As dementia worsens, the affected person loses the ability to state clearly what they want, especially how they want important decisions to be made. Helping a person with early dementia think about and state their wishes for healthcare treatment directives, such as a personal directive (e.g., a living will), and their funeral is sad and hard to do, but having that information written down and available later is very important.
WHAT CAN A FAMILY MEMBER OR FRIEND DO?
The most important thing is to understand that a person with dementia is not responsible for his or her behavior. It occurs because of damage to brain cells. A person with dementia may say or do hurtful things that family and friends must overlook.

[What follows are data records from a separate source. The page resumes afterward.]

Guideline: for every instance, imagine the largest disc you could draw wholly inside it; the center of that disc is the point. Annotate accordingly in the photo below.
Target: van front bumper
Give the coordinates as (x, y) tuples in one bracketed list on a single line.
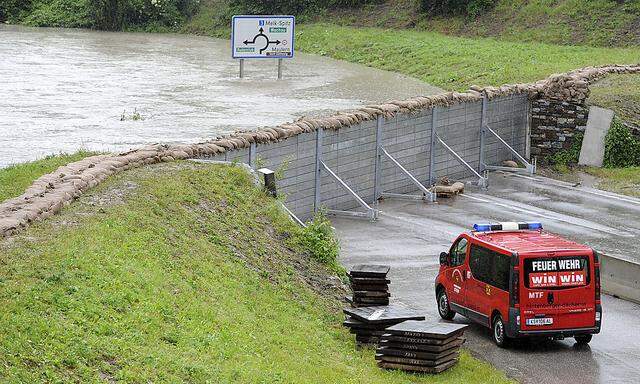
[(513, 329)]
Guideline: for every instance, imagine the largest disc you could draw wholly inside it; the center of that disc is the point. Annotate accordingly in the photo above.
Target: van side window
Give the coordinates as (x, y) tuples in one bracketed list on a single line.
[(490, 267), (459, 252)]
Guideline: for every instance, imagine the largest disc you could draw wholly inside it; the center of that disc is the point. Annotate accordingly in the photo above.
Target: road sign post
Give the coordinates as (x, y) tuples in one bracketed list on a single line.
[(262, 37)]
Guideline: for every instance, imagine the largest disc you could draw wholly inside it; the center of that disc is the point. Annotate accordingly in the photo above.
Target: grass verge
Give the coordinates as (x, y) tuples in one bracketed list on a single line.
[(621, 94), (15, 179), (619, 180), (179, 272), (453, 63)]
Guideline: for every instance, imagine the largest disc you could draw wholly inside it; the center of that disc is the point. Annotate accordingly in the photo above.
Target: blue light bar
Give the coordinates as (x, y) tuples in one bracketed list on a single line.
[(534, 225), (482, 227), (507, 226)]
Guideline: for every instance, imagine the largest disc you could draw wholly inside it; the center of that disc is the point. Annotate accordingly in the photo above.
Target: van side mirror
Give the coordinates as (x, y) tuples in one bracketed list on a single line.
[(444, 258)]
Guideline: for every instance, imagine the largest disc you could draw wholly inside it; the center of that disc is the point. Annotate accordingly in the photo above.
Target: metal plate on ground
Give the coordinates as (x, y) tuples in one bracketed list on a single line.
[(419, 340), (423, 347), (371, 294), (366, 332), (384, 314), (426, 329), (420, 355), (417, 368), (369, 270), (363, 287), (369, 280), (427, 363)]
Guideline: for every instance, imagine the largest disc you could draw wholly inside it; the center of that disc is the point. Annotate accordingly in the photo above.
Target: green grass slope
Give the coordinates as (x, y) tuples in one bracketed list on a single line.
[(620, 93), (569, 22), (179, 272), (453, 63), (15, 179)]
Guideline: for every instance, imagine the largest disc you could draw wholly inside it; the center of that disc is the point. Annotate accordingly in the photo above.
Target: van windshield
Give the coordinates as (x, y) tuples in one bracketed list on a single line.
[(556, 272)]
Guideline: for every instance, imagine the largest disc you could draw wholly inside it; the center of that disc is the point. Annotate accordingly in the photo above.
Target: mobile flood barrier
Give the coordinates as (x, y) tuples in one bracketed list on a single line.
[(344, 171)]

Call the Alzheimer Society of Nova Scotia (ASNS) for confidential, one on one support, education, information, and referral to programs for persons with dementia and caregivers.
It can be hard to know how to care for someone with dementia. In time they may need care 24 hours a day. A big part of treatment is making sure the person is safe and well cared for. Keep these things in mind:
- Give the person choices when you can.
- Decide what kind of care they need and who will give them care.
- See that anyone caring for them treats them with respect.